You should be aware that the oneAPI comes with two versions of Fortran ifort (a.k.a. classic) and ifx (oneAPI).
>> I tried /recursive (in the command line window) as well as /assume:recursion without more success on multithreading.
Then something else is at play with your coding. Possibilities:
1) You have procedure variables attributed with SAVE when they should not be SAVE. Please note, should you have a procedure that has once-only code (e.g. to setup a table), then the entry into the once-only code must be written safely to be once-only. IOW only one thread performs the initialization, all other threads (if necessary) wait for initialization to complete.
2) The older code had coding errors that could produce race conditions, but... did not, or rarely occurred such that you were not made aware of this condition. Whereas the newer compiler generates a code path and sequencing such that the error condition is encountered.
3) Adding the /Qopenmp may cause a different library to be selected for some portions of your non-OpenMP code. IOW your code is sensitive to different versions of library functions.
4) compiler bug? (it is easy to blame the compiler, most of the time is is programmer's error)
Finding the cause of the problem can be time consuming and is somewhat of an art. With practice you get better.
Still no progress with this issue.
I have found the same problem under Linux. Last year, when I build the windows dll, I also build a dynamic library under linux (.so) with the same source code and the XE2019 compiler version (Ubuntu 18.04). Both libraries worked perfectly with test programs, but today with the XE2020 version of the compiler for Linux, I got similar issues as the one I got under Windows. I don't know if this a link problem with the right library or a setup problem (I found that assigning the compiler vars using the command "source /opt/intel/bin/compilervars.sh intel64" generates bash error messages).
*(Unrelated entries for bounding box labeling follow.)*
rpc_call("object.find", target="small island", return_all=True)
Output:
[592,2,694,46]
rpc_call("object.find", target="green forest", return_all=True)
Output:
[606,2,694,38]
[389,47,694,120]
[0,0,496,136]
Some progress. We have found that compiling with -Qopenmp in oneAPI automatically makes the application running with 12 threads in our computer even if no OpenMP instructions/directives are used. It seems that XE2019 version was not behaving the same way. Forcing the number of threads to 1 makes our performance and Threadsafe tests applications running almost as expected since it seems that there is still some overhead relating to OpenMP. To be more complete, our threadsafe test application is normally creating 12 threads, but we found that 156 threads were created (13*12) instead of only 12.
In your original post you had listed /threads as an option. This may have also enabled /parallel which enables auto-parallelization. Try removing that option and and then testing for number of threads when compiling without /Qopenmp.
Auto-parallelization, which typically is not used in conjunction with OpenMP, uses OpenMP for thread pool.
Without this switch .AND. using /Qopenmp, then only the !$omp loops are parallelized.
>>our threadsafe test application is normally creating 12 threads, but we found that 156 threads were created (13*12) instead of only 12.
Then this implies
!$omp parallel ... ... !$omp parallel ... ... !$omp end parallel ... !$omp end parallel
IOW you are using nested parallel regions.
A common (newbie) mistake is to have an
!$omp parallel do ... / !$end parallel do
contained within an
!$omp parallel do ... / !$end parallel do
The /threads switch is automatically added when selecting multithreaded library from the settings page. Furthermore, as mentioned before, we don't use any OpenMP directives at any time, but we find we need to use the /Qopenmp switch in XE2019 version of the compiler to make the dll thread safe. We have also tried to play with the /parallel switch (w/ or w/o /Qopenmp) but we finally don't use it because it has an enormous impact on the performances.
Finally, we've found that the problem is linked to the use of /Qopenmp along with do concurrent constructs as already posted on this forum (Bug with do concurrent and openmp - Intel Community).
Removing the do concurrent constructs solve the problem when compiling with oneAPI.